Feel ok today. Kept myself busy. Did some work for Up and Running's website, sent some emails, watched a few Great British menu's and wrote out a low GI list for mum and I to follow. And had some very exciting news, my good friend 'dad' has got engaged! And I am going to be a bridesmaid! So happy for dad and 'C' and can't wait to be involved in their special day.

Manage to do my pilates and lower limb strengthening regime and take the dogs for a walk. All in all a productive day.

Mum and Holly go out for dinner as it Holly's first pay day. Left to our own devices Matt has a jacket potato for dinner and I have an omelette. Lazy! But we  finish with M&S melting chocolate pots! Well I have been good all day with salad for lunch and lots of fruit!

Today's quote-' Happiness often sneaks in through a door you didn't know you left open'.

Sunday, April 22, 2012

To do list


Day 171-Sunday

Penultimate chemo today! The new nurse 'M' does my portacath pump insertion. I am his first patient in Dubai and I remind myself that we all have to start somewhere and we all need someone to be our first. A little nervous though! But he was brilliant. Minimal discomfort and I score him a 9/10!

Read a magazine, have a snooze, go to the toilet a lot (!) and speak to nurse 'N' about some queries I have about the patient information booklets. She thinks they are a good idea and will help other patients.

Have been thinking about the things I am looking forward to doing once chemo has finished.
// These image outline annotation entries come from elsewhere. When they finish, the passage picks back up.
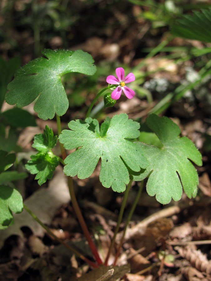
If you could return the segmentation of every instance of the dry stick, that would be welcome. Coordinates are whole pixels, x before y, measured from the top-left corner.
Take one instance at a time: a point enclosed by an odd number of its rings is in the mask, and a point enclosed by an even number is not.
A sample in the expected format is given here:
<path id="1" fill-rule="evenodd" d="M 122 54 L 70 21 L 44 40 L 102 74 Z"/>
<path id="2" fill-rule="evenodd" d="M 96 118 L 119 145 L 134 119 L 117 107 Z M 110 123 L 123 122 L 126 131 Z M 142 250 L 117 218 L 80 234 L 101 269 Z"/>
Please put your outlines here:
<path id="1" fill-rule="evenodd" d="M 60 117 L 57 114 L 56 115 L 56 119 L 58 128 L 58 134 L 59 136 L 61 132 L 61 120 Z M 63 144 L 59 143 L 59 145 L 62 152 L 62 158 L 64 160 L 66 158 L 67 156 L 66 152 Z M 73 179 L 71 177 L 68 177 L 68 188 L 70 194 L 70 195 L 72 204 L 79 221 L 79 223 L 83 231 L 83 234 L 87 240 L 90 249 L 95 257 L 97 263 L 98 264 L 102 264 L 103 263 L 103 262 L 98 253 L 95 245 L 92 240 L 90 234 L 88 230 L 86 223 L 83 217 L 81 210 L 78 206 L 74 192 Z"/>
<path id="2" fill-rule="evenodd" d="M 145 228 L 151 223 L 154 221 L 158 219 L 170 217 L 175 214 L 178 214 L 180 213 L 182 210 L 188 207 L 189 207 L 188 204 L 184 205 L 181 205 L 181 207 L 179 207 L 179 206 L 171 206 L 150 215 L 134 226 L 131 228 L 128 229 L 125 233 L 125 239 L 127 240 L 137 235 L 141 235 L 144 234 L 145 231 Z M 121 237 L 122 233 L 121 232 L 118 233 L 117 237 L 118 240 L 121 240 L 120 236 L 121 236 Z"/>
<path id="3" fill-rule="evenodd" d="M 91 266 L 92 266 L 93 267 L 95 267 L 97 268 L 98 267 L 98 266 L 97 264 L 95 264 L 94 263 L 91 261 L 91 260 L 90 260 L 88 259 L 87 259 L 85 257 L 84 257 L 84 255 L 81 254 L 78 251 L 77 251 L 77 250 L 75 250 L 74 249 L 74 248 L 73 248 L 71 246 L 68 245 L 67 244 L 66 244 L 66 243 L 65 243 L 61 239 L 60 239 L 60 238 L 58 238 L 58 237 L 57 237 L 52 232 L 52 231 L 48 228 L 41 221 L 38 219 L 37 216 L 35 214 L 33 213 L 32 212 L 32 211 L 30 210 L 29 208 L 26 206 L 25 205 L 23 205 L 23 208 L 25 209 L 25 210 L 28 212 L 28 213 L 30 214 L 33 218 L 38 223 L 40 224 L 41 226 L 43 227 L 45 230 L 46 231 L 46 232 L 49 234 L 51 236 L 52 236 L 53 237 L 53 238 L 57 241 L 58 241 L 60 244 L 62 244 L 62 245 L 63 245 L 65 247 L 66 247 L 66 248 L 67 248 L 69 250 L 71 251 L 71 252 L 72 252 L 74 254 L 77 256 L 78 256 L 79 258 L 83 260 L 88 264 L 89 264 Z"/>
<path id="4" fill-rule="evenodd" d="M 140 197 L 140 196 L 141 195 L 141 194 L 142 192 L 142 190 L 143 189 L 143 181 L 142 180 L 140 183 L 140 185 L 139 187 L 139 188 L 138 189 L 138 193 L 137 194 L 137 195 L 136 195 L 136 199 L 135 200 L 135 201 L 134 201 L 133 204 L 133 205 L 132 206 L 132 207 L 131 208 L 131 210 L 130 211 L 130 212 L 128 215 L 128 218 L 127 219 L 127 220 L 126 221 L 126 223 L 125 223 L 125 225 L 124 227 L 124 231 L 123 231 L 123 233 L 122 234 L 122 238 L 121 239 L 121 240 L 119 243 L 119 246 L 117 250 L 117 253 L 116 254 L 116 256 L 115 257 L 115 259 L 114 259 L 114 261 L 113 262 L 113 265 L 114 266 L 115 266 L 116 265 L 116 263 L 117 261 L 117 259 L 119 257 L 119 253 L 120 253 L 120 251 L 121 249 L 121 248 L 122 248 L 122 244 L 123 244 L 123 242 L 124 241 L 124 235 L 125 234 L 125 233 L 126 232 L 126 230 L 127 230 L 127 228 L 128 226 L 129 223 L 130 221 L 130 220 L 131 219 L 131 217 L 132 217 L 132 216 L 133 215 L 133 213 L 134 212 L 134 211 L 135 210 L 135 209 L 136 207 L 136 205 L 137 205 L 138 202 L 138 200 L 139 200 L 139 199 Z"/>
<path id="5" fill-rule="evenodd" d="M 125 191 L 124 194 L 124 198 L 123 198 L 123 200 L 122 201 L 122 205 L 121 206 L 121 208 L 119 211 L 119 216 L 118 218 L 118 220 L 117 221 L 117 225 L 116 227 L 116 228 L 115 229 L 114 233 L 113 234 L 113 238 L 112 238 L 111 243 L 111 245 L 110 245 L 109 250 L 108 250 L 108 252 L 107 254 L 107 256 L 106 257 L 106 260 L 105 261 L 105 265 L 106 265 L 106 266 L 108 265 L 108 260 L 109 257 L 110 257 L 110 255 L 111 254 L 111 252 L 113 249 L 113 246 L 114 244 L 114 243 L 115 243 L 116 237 L 117 236 L 117 233 L 118 232 L 119 230 L 119 225 L 120 225 L 120 224 L 121 223 L 121 222 L 122 221 L 122 217 L 123 215 L 123 213 L 124 212 L 124 208 L 125 207 L 125 205 L 126 204 L 126 201 L 127 201 L 127 199 L 128 199 L 128 194 L 129 193 L 129 191 L 130 191 L 130 188 L 131 187 L 132 182 L 133 180 L 130 180 L 129 183 L 128 184 L 128 186 L 126 188 L 126 190 L 125 190 Z"/>
<path id="6" fill-rule="evenodd" d="M 177 245 L 206 245 L 211 244 L 211 240 L 200 240 L 198 241 L 182 241 L 180 242 L 167 240 L 166 243 L 169 245 L 176 246 Z"/>
<path id="7" fill-rule="evenodd" d="M 98 279 L 96 281 L 105 281 L 105 280 L 110 279 L 110 278 L 113 275 L 114 272 L 114 270 L 113 268 L 112 268 L 111 269 L 108 270 L 105 274 L 104 274 L 102 277 Z"/>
Need to write them down as I keep forgetting!

1.   Sunbathing and swimming in our pool

2.   Going clothes shopping without the wheelchair

3.   Doing exercise and getting stronger

4.   Returning to work

5.   Having the house to ourselves

6.   Cooking a meal on my own

7.   Doing housework (true!)

8.   Going out dancing

9.   Meeting friends for lunch whenever I want

For some reason my computer won't let me do point 10!

1.   Going to a Ladies night with friends

2.   Having nights away in another emirate (just booked a nights stay in Fujairah)
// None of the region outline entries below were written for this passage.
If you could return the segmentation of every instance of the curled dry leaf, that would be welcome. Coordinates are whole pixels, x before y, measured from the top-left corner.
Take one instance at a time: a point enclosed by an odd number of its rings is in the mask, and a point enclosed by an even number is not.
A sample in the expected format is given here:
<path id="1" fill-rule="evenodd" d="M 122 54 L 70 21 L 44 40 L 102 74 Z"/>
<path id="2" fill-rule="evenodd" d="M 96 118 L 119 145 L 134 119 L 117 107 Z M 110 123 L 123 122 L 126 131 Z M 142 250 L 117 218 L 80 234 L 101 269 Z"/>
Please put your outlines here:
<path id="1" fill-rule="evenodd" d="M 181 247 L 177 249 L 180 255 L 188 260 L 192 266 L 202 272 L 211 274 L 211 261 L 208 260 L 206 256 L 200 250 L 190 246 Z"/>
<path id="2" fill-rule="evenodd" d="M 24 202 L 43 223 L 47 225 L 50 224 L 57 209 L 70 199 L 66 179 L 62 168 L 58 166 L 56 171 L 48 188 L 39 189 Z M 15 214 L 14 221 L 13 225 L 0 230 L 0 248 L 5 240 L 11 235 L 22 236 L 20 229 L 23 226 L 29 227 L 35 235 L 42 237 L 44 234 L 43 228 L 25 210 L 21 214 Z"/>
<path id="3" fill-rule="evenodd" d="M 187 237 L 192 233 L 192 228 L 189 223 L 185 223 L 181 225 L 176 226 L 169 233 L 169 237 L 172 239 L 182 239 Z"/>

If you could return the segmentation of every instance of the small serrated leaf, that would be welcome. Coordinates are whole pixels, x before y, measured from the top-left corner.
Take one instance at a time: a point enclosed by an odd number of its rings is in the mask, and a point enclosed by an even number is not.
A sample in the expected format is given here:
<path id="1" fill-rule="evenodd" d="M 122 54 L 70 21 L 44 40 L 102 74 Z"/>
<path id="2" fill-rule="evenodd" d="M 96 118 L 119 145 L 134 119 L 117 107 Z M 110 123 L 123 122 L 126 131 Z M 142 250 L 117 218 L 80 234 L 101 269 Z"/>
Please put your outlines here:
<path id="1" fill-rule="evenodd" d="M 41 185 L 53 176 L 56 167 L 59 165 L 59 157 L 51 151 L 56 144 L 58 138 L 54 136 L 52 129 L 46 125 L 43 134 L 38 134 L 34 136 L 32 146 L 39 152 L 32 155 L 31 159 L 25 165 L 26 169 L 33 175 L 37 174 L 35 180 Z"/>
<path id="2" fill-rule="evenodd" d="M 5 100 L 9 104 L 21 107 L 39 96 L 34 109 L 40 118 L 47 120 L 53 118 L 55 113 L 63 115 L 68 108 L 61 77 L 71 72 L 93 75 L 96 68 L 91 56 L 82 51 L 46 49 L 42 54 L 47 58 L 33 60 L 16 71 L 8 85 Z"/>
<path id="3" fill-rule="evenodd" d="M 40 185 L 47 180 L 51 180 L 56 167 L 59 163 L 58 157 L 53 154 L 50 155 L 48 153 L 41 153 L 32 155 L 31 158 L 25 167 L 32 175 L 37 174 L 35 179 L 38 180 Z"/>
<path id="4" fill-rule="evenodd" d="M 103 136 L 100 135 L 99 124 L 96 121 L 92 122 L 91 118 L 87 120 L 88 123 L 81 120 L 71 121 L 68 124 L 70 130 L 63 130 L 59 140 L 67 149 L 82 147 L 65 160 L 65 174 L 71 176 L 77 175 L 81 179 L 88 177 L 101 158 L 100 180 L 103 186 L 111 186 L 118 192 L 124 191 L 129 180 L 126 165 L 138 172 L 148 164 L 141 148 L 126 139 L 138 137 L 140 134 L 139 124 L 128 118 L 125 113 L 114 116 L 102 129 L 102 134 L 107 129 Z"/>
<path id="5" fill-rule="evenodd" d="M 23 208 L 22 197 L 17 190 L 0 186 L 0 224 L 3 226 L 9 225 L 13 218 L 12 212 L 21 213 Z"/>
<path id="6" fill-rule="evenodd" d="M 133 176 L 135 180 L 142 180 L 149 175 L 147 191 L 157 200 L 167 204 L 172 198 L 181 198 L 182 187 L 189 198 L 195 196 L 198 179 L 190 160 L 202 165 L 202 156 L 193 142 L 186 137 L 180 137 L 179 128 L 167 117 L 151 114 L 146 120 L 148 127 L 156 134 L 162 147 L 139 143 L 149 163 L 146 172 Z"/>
3.   Playing with dogs and doing puppy training with Buddy

4.   Taking supplements to make my hair grow back

5.   Starting a new face regime to clear up my skin

These are just a few things to get going with! Then I have to start my 'second chance of life list'! Including things like doing a skydive, going in a cage with sharks swimming around, swimming with dolphins, going on safari, skiing more and visiting Italy. Will be very busy over the next year!
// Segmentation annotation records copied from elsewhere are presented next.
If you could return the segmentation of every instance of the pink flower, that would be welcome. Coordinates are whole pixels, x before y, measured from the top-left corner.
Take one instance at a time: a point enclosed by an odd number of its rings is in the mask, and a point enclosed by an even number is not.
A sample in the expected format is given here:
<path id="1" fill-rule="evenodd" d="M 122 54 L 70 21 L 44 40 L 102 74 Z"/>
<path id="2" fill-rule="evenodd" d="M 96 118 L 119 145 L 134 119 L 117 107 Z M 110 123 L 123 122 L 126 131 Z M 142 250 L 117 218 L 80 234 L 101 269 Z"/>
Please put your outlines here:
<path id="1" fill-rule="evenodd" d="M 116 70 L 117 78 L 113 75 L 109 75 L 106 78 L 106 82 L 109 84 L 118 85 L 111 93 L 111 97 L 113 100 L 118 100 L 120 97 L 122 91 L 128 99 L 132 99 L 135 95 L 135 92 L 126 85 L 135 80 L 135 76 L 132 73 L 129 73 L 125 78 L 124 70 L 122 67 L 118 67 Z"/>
Feel just a little tired and weak. Feel a bit fed up with starting all the meds again tonight. I know they are all there to help me but I hate taking so many things. Got to keep focused that I only need to do this once more after this cycle.

After watching The Apprentice and having a quick walk with the dogs I head to bed with a new book.

Saturday, April 21, 2012

Take away again!




Day 170- Saturday

Had a restless night for some reason and wake feeling really tired. Busy day at work today. I am doing 6 hours which is the most I have worked since October in one go. Manage fine though and the time flies.

The gas runs out half way through mum cooking roast and we can't get anymore tonight, so take away it is! I have Indian and everyone else has pizza. Watch TOWIE whilst I eat which I love.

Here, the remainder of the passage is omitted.